Monday, February 17, 2014

`And When They Wake, Rejoice'

The death-watch is on in the garden. Winter has been hard by Houston standards. No snow, little ice, but four to five degrees colder judged by the thirty-year “normal” (a word to use sparingly in connection with the natural and human worlds). Temperatures dropped to freezing or lower ten days in January, once into the teens. Green is scarce, brown and beige predominate The garden looks stricken, like kindling awaiting the match. The azaleas weathered just fine, as did the potted avocado and the peach sapling. Among the undeniably dead: parsley hawthorn, pink skullcap, blush witch hazel, Mexican honeysuckle, daisy of India heart leaf hibiscus, Salvia greggii, plumbago and more. Others linger in botanical torpor: dwarf Barbados cherry, blue stem miscanthus, cigar plant, Brazilian snapdragon, maroon rudbeckia, purple ribbon flower and more. 

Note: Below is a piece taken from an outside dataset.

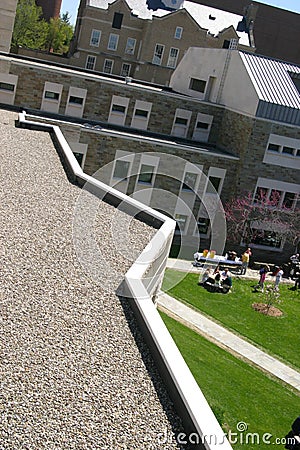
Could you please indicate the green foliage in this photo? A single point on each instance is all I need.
(236, 391)
(31, 31)
(276, 335)
(60, 33)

C.H. Sisson published at least seven poems with “garden” in the title, including “To a Garden Asleep,” “The Garden of Epicurus,” “The Garden of the Hesperides,” “No Garden,” “Gardening” and “The Herb-Garden.” Here is “The Garden” (Anchises, 1976): 

“Am I not fortunate in my garden?
When I awake in it the trees bow
Sensibly. There is a church tower in the distance,
There are two, underneath the maze of leaves 

“And at my back bells, over the stone wall
Fall tumbling on my head. Fortunate men
Love home, are not often abroad, sleep
Rather than wake and when they wake, rejoice.” 

The poem echoes with Genesis, Andrew Marvell and Dr. Johnson. I love those last two and a half lines, including the repetition of “fortunate.” For Sisson, a garden is a rooted refuge, as normal as the seasons.